Silicone, a highly versatile synthetic polymer, seems to show up everywhere from cooking utensils and adhesives to sealants and cosmetics. Its unique properties have contributed to silicone’s traditional appeal in more complex fields as well; for decades, the material has been an integral ingredient in medical technology. Valued by original equipment manufacturers (OEMs) and product designers for its adaptability, silicone lends itself to intense applications in implantable medical devices, reusable and single-use components, and other health care technologies involving hospital equipment and surgical tools that demand reliability and trustworthy performance. (See Figure 1)

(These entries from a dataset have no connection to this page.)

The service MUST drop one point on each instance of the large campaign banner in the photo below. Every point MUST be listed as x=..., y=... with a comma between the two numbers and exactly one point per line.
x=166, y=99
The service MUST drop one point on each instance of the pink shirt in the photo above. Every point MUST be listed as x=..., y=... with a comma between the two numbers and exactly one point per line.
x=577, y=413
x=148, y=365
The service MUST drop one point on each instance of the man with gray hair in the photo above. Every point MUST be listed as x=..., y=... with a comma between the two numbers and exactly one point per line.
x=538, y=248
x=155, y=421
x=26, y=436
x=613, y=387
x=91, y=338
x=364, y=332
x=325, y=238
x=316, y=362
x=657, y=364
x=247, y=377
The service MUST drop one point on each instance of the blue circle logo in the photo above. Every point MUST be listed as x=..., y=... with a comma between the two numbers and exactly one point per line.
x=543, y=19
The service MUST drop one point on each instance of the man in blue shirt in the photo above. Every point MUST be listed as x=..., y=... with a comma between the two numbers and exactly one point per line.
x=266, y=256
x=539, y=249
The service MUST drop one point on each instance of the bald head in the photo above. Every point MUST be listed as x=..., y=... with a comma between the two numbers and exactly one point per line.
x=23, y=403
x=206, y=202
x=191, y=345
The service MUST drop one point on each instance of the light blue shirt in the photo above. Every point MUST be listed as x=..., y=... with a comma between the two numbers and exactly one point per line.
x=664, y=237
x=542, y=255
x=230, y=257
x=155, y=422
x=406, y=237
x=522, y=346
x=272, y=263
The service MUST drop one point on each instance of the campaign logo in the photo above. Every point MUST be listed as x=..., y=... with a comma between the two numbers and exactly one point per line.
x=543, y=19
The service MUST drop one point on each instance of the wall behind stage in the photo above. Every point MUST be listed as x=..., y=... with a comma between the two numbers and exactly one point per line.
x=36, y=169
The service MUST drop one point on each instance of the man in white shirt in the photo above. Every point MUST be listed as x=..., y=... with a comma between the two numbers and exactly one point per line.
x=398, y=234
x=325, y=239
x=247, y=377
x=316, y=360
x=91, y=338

Until recently, few materials filled the same requirements as silicone for these applications, making it the default choice in many instances. Medical-grade silicone is one of the most common materials in jackets and coatings for wire and cable assemblies utilized for medical devices, largely due to a lack of adequate alternatives. Although silicone offers advantages in biocompatibility and versatility, there are still challenges in integrating the ingredient into medical cable components. Lack of availability of supply, long lead times, and multiple curing processes often result in high initial investments with hidden long-term costs. Silicone products also tend to be vulnerable to abrasion damage, extensive sterilization, and repetitive motion, decreasing their overall life span.
To combat these difficulties without sacrificing biocompatibility or utility, medical device designers and manufacturers have developed field-proven silicone substitutes. Innovative silicone alternatives build on the foundation and history of silicone’s successes in medical applications while paving the way forward for improved performance.

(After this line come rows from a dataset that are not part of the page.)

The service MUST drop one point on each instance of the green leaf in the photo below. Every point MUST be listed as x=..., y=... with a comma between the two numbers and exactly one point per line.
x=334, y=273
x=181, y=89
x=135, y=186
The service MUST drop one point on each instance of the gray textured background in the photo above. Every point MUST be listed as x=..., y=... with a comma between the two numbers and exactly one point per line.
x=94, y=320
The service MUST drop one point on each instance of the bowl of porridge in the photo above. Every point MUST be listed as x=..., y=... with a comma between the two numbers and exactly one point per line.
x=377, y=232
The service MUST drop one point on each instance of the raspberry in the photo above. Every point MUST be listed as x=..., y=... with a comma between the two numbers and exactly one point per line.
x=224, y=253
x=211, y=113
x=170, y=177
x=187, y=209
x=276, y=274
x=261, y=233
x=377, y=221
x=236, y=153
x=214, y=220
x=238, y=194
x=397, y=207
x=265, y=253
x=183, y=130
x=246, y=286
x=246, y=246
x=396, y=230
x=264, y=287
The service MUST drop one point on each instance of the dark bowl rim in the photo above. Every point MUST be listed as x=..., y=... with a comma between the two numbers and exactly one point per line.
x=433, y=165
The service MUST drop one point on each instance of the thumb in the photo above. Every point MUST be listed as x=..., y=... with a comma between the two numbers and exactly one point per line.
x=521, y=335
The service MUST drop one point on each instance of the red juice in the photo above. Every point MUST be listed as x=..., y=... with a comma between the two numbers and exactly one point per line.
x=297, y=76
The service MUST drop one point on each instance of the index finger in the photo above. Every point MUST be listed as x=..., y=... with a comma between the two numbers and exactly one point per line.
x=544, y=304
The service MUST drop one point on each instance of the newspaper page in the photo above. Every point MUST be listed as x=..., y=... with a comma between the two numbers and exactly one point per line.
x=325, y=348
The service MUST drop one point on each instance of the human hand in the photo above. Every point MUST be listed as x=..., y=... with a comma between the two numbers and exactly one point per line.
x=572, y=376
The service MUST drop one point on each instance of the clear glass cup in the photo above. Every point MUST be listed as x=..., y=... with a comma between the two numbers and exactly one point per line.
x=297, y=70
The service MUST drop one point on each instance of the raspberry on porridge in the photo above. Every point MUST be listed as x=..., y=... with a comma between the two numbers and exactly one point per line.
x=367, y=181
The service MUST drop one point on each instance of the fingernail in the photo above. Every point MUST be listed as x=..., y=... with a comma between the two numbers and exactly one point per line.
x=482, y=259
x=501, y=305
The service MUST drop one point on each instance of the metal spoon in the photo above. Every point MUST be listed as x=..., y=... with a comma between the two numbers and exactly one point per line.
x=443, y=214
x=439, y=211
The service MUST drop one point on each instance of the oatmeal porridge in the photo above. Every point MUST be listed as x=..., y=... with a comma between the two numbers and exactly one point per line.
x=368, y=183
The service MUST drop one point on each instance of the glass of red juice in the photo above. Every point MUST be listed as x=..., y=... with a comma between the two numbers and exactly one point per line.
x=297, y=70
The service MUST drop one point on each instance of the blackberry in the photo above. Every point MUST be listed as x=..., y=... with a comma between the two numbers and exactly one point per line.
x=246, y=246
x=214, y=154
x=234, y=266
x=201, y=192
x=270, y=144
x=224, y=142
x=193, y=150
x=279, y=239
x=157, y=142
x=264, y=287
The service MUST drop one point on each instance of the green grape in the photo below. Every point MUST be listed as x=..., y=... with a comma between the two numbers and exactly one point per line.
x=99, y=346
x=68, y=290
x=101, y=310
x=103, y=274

The History of Silicone in Medical Applications
Chemists first discovered silicon, the naturally occurring element that forms the basis for silicone, in the early 1800s. Just over a century later, in the 1940s, silicone materials became commercialized and companies such as Dow Corning and General Electric were discovering the full extent of their properties. Resistance to temperature extremes, environmental factors, and electricity were noted, and silicone materials quickly gained acceptance and adoption.
A key factor in silicone’s rise to popularity was its ability to adapt and succeed in a highly diverse range of applications. Silicone has been used in life sciences, aerospace/defense, electrical, and industrial applications since the 1960s. In medical manufacturing, the material is suitable for use in a broad variety of components, from valves and tubing to long- and short-term implantable devices, and far beyond. It is often used as the external jacketing on medical wire and cable for hospital equipment, surgical tools, patient monitoring systems, imaging and diagnostic instruments, and other medical devices.

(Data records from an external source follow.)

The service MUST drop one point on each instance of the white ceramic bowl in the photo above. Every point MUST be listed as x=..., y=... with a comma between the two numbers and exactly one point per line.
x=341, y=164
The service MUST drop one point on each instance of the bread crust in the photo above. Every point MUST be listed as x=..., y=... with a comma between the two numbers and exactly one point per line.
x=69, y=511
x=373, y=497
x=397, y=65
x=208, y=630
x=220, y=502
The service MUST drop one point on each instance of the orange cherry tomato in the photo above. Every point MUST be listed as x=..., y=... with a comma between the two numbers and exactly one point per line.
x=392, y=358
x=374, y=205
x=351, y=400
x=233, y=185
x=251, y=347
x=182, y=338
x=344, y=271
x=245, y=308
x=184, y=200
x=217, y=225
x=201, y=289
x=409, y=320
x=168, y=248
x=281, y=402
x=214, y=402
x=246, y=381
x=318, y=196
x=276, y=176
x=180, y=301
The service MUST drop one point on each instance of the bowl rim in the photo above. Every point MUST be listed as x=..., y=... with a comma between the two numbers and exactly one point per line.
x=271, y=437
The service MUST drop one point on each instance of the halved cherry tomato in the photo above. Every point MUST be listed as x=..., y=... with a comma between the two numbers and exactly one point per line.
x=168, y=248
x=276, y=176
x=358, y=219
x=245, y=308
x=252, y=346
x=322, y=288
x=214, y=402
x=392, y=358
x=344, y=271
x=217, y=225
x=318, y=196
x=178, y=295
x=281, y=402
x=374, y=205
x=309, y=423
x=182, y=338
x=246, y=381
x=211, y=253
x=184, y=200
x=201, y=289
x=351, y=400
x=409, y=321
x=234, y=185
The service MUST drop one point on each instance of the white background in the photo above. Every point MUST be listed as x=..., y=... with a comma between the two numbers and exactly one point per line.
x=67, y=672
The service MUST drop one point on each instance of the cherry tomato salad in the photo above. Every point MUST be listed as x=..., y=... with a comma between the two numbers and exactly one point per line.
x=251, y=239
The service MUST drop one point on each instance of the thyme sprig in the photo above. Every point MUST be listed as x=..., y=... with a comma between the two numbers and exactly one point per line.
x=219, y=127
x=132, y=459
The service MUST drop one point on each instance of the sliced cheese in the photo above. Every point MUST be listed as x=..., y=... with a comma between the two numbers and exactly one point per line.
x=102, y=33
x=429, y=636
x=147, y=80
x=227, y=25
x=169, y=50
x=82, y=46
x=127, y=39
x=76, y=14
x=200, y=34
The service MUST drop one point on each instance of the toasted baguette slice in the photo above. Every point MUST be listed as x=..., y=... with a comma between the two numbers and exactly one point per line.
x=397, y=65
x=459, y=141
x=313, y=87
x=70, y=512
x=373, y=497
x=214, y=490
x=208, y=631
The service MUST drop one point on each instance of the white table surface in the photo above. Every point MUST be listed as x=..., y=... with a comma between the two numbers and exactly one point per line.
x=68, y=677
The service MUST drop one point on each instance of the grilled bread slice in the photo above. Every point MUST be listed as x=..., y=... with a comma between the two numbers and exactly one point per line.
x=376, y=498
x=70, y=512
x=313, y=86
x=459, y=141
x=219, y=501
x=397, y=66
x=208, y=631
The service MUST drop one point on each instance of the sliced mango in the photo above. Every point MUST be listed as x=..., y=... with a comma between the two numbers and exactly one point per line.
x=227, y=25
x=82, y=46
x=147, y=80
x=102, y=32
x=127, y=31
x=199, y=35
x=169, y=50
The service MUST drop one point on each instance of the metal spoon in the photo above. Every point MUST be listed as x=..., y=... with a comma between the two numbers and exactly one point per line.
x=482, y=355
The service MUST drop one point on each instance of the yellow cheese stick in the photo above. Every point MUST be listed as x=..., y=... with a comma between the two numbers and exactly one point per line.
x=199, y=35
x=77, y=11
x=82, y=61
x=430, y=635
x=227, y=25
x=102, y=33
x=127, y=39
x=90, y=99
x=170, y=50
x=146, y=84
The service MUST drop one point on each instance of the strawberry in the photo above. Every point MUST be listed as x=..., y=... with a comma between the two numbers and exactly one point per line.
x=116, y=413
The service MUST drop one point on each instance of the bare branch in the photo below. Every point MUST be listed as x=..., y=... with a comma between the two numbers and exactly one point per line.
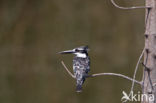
x=115, y=74
x=67, y=70
x=128, y=8
x=136, y=69
x=101, y=74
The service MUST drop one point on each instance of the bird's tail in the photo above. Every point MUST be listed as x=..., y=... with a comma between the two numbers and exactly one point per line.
x=78, y=88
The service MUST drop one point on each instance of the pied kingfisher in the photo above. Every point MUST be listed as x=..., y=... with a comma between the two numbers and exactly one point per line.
x=81, y=64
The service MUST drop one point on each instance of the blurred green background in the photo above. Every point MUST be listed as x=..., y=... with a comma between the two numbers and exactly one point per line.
x=33, y=31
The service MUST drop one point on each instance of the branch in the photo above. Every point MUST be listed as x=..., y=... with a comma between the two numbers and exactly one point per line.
x=128, y=8
x=115, y=74
x=101, y=74
x=67, y=70
x=136, y=69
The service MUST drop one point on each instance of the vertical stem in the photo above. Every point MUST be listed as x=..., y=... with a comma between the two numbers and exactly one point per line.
x=149, y=77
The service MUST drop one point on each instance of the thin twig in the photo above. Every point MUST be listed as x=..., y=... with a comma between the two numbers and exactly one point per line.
x=67, y=70
x=101, y=74
x=127, y=8
x=134, y=75
x=136, y=69
x=115, y=74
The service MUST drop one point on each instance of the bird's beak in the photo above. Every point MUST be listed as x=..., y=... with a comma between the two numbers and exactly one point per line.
x=67, y=52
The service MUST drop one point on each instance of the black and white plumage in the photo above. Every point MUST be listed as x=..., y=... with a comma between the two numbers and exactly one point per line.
x=81, y=65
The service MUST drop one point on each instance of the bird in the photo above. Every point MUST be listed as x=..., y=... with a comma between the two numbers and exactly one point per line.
x=81, y=64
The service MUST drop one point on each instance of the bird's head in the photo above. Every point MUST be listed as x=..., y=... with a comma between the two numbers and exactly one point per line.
x=81, y=51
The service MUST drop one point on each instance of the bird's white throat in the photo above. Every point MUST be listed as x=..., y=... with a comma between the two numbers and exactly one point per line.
x=81, y=55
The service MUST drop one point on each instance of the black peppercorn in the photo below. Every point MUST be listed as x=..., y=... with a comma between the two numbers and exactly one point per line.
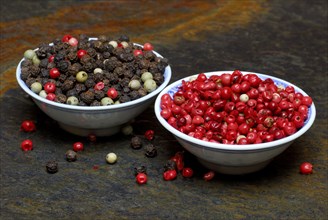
x=140, y=169
x=136, y=142
x=80, y=87
x=123, y=37
x=67, y=85
x=52, y=167
x=87, y=97
x=74, y=69
x=71, y=156
x=119, y=66
x=151, y=150
x=59, y=57
x=158, y=78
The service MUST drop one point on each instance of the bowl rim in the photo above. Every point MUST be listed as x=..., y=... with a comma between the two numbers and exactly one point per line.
x=232, y=147
x=167, y=77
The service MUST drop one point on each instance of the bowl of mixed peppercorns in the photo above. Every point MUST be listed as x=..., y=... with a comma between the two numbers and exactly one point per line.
x=93, y=85
x=235, y=122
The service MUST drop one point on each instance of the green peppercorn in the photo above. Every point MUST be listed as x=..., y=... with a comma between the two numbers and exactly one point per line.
x=134, y=84
x=72, y=100
x=29, y=54
x=81, y=76
x=36, y=87
x=146, y=75
x=43, y=94
x=150, y=85
x=106, y=101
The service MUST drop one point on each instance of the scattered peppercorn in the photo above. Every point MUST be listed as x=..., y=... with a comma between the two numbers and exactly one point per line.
x=136, y=142
x=52, y=167
x=141, y=178
x=92, y=138
x=71, y=156
x=170, y=175
x=209, y=175
x=140, y=169
x=170, y=165
x=27, y=145
x=306, y=168
x=150, y=150
x=149, y=135
x=111, y=158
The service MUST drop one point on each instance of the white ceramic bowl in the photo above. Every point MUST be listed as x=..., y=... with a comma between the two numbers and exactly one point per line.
x=98, y=120
x=233, y=159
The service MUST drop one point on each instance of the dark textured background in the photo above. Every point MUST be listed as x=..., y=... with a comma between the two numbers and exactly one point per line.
x=286, y=39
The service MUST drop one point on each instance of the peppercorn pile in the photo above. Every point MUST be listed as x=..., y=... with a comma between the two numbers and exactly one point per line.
x=235, y=109
x=92, y=72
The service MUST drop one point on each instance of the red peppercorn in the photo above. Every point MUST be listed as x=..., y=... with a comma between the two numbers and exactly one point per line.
x=306, y=100
x=137, y=53
x=187, y=172
x=81, y=53
x=209, y=176
x=51, y=58
x=306, y=168
x=27, y=145
x=78, y=146
x=166, y=113
x=149, y=134
x=66, y=38
x=148, y=46
x=73, y=41
x=221, y=108
x=112, y=93
x=141, y=178
x=170, y=175
x=28, y=126
x=54, y=73
x=99, y=86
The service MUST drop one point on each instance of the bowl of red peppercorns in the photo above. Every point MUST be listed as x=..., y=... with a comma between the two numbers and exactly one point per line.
x=93, y=85
x=235, y=122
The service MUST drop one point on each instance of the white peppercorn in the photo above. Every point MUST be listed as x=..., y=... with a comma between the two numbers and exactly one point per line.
x=36, y=87
x=150, y=85
x=113, y=43
x=43, y=94
x=72, y=100
x=146, y=75
x=81, y=76
x=106, y=101
x=134, y=84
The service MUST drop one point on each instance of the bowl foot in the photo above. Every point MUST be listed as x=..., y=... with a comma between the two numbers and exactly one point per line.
x=234, y=170
x=86, y=131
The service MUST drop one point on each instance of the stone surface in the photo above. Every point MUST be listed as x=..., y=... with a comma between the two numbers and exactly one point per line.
x=286, y=39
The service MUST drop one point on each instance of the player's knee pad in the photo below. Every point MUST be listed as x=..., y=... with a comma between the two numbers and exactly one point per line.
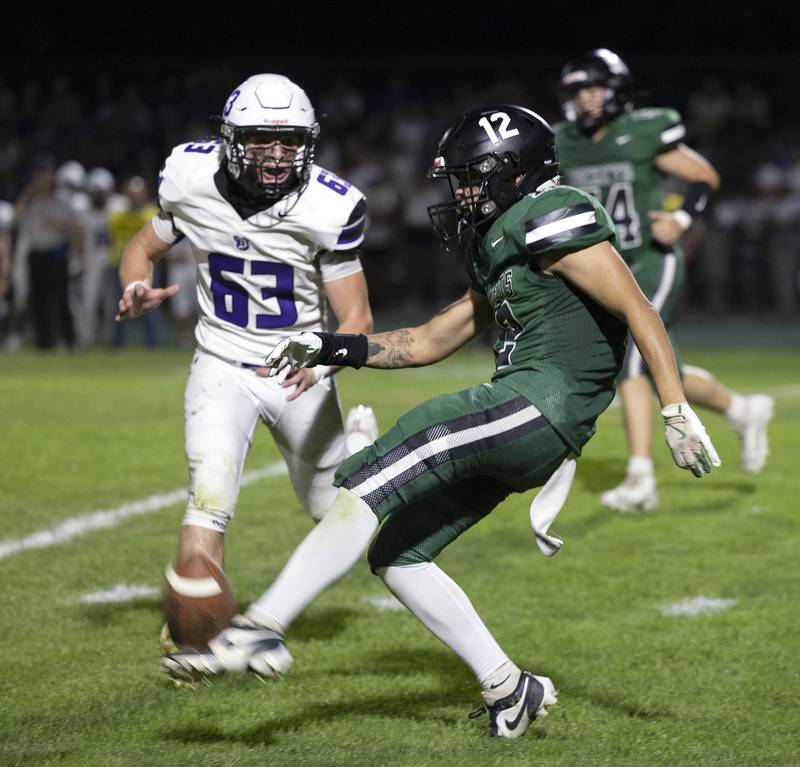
x=388, y=550
x=213, y=493
x=211, y=519
x=318, y=497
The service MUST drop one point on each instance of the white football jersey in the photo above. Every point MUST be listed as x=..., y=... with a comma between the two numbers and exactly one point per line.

Although additional processing and potential costly reapplication of parylene is required for silicone to meet stringent FDA and biocompatibility requirements, the core ingredients are abundant and easy to manipulate. This accessibility, combined with silicone’s adaptability, makes it an obvious choice for use in medical manufacturing. When the material is processed to medical-grade standards, it results in silicone cable products that are biocompatible, hypoallergenic, flexible, and durable—all necessary characteristics for use in health care environments.
Advantages of Silicone-Jacketed Medical Cable
Silicone has proven its worth in medical manufacturing over the past several decades by achieving reliable high performance across a number of complex requirements. For siliconejacketed cable assemblies, these include biocompatibility and tolerance to sterilization, flexibility and durability, and userfriendly appearance and feel.
Biocompatibility is critical for components that interact with, or are implanted into, the human body. Medical-grade silicone can adhere to meticulous and comprehensive biocompatibility standards, such as USP Class VI, the most demanding standard in its category, and ISO 10993, often considered even more intensive than USP Class VI. To further enhance its safety to patients, silicone jacketing satisfactorily tolerates severe hospital sterilization in autoclaves and other forms of sterilization. This allows silicone-coated cable to operate in both single-use and reusable applications.
Beyond sterilization, silicone cables stand up to day-to-day wear that typically occurs in hospital environments. From resistance to common cleaning solutions to exceptional stability in temperature extremes, durability is often listed as a top advantage of silicone materials. Similarly, silicone-jacketed cable products afford a high level of flexibility and elongation, particularly useful in medical device cable involving cameras, power tools, robotic surgery, and other electrosurgical instruments.
In addition to excelling in these prominent requirements for life science cable components, silicone allows for a look and feel that is supportive of both patients and medical professionals. Silicone-jacketed cables are soft and supple to prevent irritation or tearing of skin or tissue and make it easier for medical staff to apply wound dressings.